Sodium 22 + washout from cultured rat cells

Abstract The washout of Na + isotopes from tissues and cells is quite complex and not well defined. To further gain insight into this process, we have studied 22 Na + washout from cultured Wistar rat skin fibroblasts and vascular smooth muscle cells (VSMCs). In these preparations, 22 Na + washout is described by a general three‐exponential function. The exponential factor of the fastest component (k 1 ) and the initial exchange rate constant (k i e ) of cultured fibroblasts decrease in magnitude in response to incubation in K + ‐deficient medium or in the presence of ouabain and increase in magnitude when the cells are incubated in a Ca ++ ‐deficient medium.

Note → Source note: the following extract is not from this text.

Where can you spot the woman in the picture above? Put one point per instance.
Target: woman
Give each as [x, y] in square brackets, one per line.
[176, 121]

As the magnitude of the k i e declines (in the presence of ouabain) to the level of the exponential factor of the middle component (k 2 ), 22 Na + washout is adequately described by a twoexponential function. When the k i e is further diminished (in the presence of both ouabain and phloretin) to the range of the exponential factor of the slowest component (k 3 ), the washout of 22 Na + is apparently monoexponential. Calculations of the cellular Na + concentrations, based on the 22 Na + activity in the cells at the initiation of the washout experiments, and the medium specific activity agree with atomic absorption spectrometry measurements of the cellular concentration of this ion. Thus, all three components of 22 Na + washout from cultured rat cells are of cellular origin. Using the exponential parameters, compartmental analyses of two models (in parallel and in series) with three cellular Na + pools were performed. The results indicate that, independent of the model chosen, the relative size of the largest Na + pool is 92–93% in fibroblasts and approximately 96% in VSMCs. This pool is most likely to represent the cytosol.